Interview: Simone Rinner

Herr Dr. Ruckriegel, was ist Glück? Oder anders gefragt: Welche Bedingungen müssen erfüllt sein, damit wir glücklich sind?
Karlheinz Ruckriegel: Die Glücksforschung hat eine Reihe von Glücksfaktoren herausgearbeitet. Unser wichtigster Glücksfaktor sind gelingende, liebevolle soziale Beziehungen (Partnerschaft, Kinder, Familie, Freunde, Nachbarschaft, Arbeitskollegen,...). Wir Menschen sind das sozialste Wesen auf dieser Erde. Gemeinschaft (Zuwendung und Fürsorge) ist ein emotionales Grundbedürfnis für uns. Ein weiterer Glücksfaktor ist unsere psychische und physische Gesundheit. Es lohnt sich also, gezielt etwas für die Gesundheit zu tun (Konsum- und Ernährungsverhalten, Bewegung). Eine bedeutende Rolle beim Glücklichsein spielen auch Engagement und eine erfüllende Tätigkeit. Wir haben ein Grundbedürfnis nach sinnhaftem Tun und Wertschätzung oder Anerkennung. Auch brauchen wir ein gewisses Maß an persönlicher Freiheit. Wir haben ein Grundbedürfnis nach einem Mindestmaß an Kontrolle über unsere Umwelt. Wir brauchen das Gefühl, auf unser Leben Einfluss zu haben, d.h. selbstwirksam zu sein. Wichtig sind auch die Einstellungen, die wir haben: Sind wir optimistisch, sind wir dankbar, ...? Schließlich brauchen wir genug Einkommen, um unsere materiellen Grundbedürfnisse zu decken und eine soziale Teilhabe am gesellschaftlichen Leben jetzt und im Alter zu ermöglichen (Stichwort: finanzielle Sicherheit). Wir wissen aus der Glücksforschung aber auch, dass - nachdem die materiellen Grundbedürfnisse abgedeckt sind und eine soziale Teilhabe möglich ist - mehr Geld/Einkommen (Wohlstand) das subjektive Wohlbefinden kaum mehr erhöht. Sind die materiellen Grundbedürfnisse gedeckt und ist eine soziale Teilhabe möglich, so ist eine Fokussierung auf das Materielle nicht mehr zweckdienlich für ein glückliches Leben, da Gewöhnung und Vergleich dem entgegenwirken. Man sollte sich diese beiden Effekte stets bewusst machen und sich vor diesem Hintergrund genau überlegen, wofür man seine Zeit verwendet. Letztlich ist unsere Zeit unser knappes Gut.

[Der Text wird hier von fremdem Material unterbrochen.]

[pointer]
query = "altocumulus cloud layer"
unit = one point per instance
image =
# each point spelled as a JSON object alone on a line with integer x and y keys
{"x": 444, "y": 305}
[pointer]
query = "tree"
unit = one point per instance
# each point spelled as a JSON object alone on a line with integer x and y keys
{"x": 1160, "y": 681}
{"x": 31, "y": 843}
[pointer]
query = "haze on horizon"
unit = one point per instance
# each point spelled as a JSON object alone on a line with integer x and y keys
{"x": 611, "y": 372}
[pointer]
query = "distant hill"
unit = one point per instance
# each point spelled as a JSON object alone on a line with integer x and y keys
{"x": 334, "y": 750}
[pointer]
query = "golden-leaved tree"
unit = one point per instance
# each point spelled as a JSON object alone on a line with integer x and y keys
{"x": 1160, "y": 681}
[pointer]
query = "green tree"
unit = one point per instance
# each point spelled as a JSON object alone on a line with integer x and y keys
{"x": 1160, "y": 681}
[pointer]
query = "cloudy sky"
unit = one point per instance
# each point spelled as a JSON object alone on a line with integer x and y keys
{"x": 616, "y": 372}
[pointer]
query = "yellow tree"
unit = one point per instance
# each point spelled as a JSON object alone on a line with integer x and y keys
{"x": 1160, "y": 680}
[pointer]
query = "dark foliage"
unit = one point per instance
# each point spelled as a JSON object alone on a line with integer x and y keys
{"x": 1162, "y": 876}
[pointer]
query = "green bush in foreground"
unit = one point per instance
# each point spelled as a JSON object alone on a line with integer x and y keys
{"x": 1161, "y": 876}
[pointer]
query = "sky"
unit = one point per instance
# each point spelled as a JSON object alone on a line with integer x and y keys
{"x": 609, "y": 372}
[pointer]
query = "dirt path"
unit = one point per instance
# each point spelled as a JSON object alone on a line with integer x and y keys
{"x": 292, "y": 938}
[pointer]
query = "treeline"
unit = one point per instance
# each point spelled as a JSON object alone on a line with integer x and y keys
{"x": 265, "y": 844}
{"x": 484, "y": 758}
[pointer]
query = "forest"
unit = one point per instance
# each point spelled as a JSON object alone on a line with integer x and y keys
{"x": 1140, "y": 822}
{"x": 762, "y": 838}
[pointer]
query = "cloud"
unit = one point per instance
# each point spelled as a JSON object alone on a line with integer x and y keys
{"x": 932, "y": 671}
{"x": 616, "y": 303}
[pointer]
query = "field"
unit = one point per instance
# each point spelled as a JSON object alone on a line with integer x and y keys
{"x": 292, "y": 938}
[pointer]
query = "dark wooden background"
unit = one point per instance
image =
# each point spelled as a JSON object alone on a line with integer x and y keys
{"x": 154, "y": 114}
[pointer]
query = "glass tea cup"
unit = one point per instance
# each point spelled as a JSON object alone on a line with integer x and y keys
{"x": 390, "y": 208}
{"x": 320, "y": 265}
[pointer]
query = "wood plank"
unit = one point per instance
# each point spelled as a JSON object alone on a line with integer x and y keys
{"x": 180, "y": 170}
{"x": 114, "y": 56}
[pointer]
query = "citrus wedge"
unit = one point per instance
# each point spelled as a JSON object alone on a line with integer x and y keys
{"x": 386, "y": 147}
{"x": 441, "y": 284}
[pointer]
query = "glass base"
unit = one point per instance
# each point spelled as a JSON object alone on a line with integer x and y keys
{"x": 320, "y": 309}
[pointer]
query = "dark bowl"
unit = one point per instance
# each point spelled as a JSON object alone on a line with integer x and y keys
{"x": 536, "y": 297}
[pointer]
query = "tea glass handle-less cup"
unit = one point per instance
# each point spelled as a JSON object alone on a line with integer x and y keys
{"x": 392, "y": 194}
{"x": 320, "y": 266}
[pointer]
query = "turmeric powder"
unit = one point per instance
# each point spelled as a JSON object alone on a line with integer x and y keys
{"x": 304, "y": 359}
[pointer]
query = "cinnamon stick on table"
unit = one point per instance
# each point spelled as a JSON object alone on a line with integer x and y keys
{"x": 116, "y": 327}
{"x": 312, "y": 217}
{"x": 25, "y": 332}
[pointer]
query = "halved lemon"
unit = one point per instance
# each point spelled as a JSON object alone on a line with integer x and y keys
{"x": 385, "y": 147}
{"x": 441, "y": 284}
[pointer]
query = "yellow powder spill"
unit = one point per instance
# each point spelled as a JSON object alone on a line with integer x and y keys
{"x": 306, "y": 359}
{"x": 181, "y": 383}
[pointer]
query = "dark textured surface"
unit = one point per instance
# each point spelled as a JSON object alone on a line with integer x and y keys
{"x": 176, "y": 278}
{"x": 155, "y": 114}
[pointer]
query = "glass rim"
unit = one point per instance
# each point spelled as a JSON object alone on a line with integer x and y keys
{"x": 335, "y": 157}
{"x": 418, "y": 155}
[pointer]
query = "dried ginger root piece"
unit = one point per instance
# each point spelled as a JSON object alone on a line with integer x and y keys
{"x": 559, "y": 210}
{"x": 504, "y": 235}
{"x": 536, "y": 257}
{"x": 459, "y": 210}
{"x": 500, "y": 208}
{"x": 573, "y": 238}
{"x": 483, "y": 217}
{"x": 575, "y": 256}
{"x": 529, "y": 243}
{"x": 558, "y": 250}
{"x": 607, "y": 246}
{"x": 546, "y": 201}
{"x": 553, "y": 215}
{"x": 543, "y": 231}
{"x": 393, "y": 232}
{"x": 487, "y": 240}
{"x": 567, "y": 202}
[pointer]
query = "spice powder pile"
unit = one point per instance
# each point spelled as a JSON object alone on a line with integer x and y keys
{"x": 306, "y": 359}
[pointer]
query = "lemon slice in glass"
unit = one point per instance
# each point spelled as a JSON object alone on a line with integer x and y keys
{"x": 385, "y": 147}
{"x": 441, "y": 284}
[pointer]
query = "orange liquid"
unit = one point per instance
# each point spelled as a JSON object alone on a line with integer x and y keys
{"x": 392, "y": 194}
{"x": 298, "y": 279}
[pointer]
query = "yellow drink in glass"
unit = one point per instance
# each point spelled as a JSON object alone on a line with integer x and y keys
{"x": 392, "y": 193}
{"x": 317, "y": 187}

Gibt es einen Unterschied zwischen Glück und „Glücklichsein“? Oder müsste es mehr um „Zufriedenheit“ gehen?
Ruckriegel: Wenn wir von Glück sprechen, geht es um subjektives Wohlbefinden, also um das Glücklichsein. Es hat zwei Ausprägungen, und zwar das „emotionale“ und das „kognitive“ Wohlbefinden. Mit emotionalem Wohlbefinden ist die Gefühlslage im Moment gemeint, wobei es im Wesentlichen auf das Verhältnis zwischen positiven und negativen Gefühlen im Tagesdurchschnitt ankommt (Anhaltspunkt: das Verhältnis von positiv zu negativ sollte mindestens 4:1 betragen). Hier geht es um das Wohlbefinden, das Menschen erleben, während sie ihr Leben leben. Beim kognitiven Wohlbefinden geht es hingegen um den Grad der „Zufriedenheit“ mit dem Leben (Bewertung). Es findet eine Abwägung zwischen dem, was man will (den Zielen, Erwartungen und Wünschen) und dem, was man hat, statt. Es geht also um das Urteil, das Menschen fällen, wenn sie ihr Leben bewerten, wobei es hier entscheidend auf die Ziele ankommt, die Menschen für sich selbst setzen. Ziele sollten realistisch und sinnhaft sein. Emotionales und kognitives Wohlbefinden sind gleichermaßen wichtig, denn beide beeinflussen sich gegenseitig. Eine glückliche Person erfreut sich häufig (leicht) positiver Gefühle, erfährt seltener negative Gefühle im Hier und Jetzt und sieht einen Sinn in ihrem Leben, verfolgt also sinnvolle (Lebens-) Ziele. Dauerhaftes Glück erfordert, dass wir den Weg genießen, der uns zu einem lohnenswerten Ziel führt. Es geht darum, dass wir uns wohlfühlen mit bzw. in unserem Leben. Und dieses Gefühl ist weltweit für alle gleich.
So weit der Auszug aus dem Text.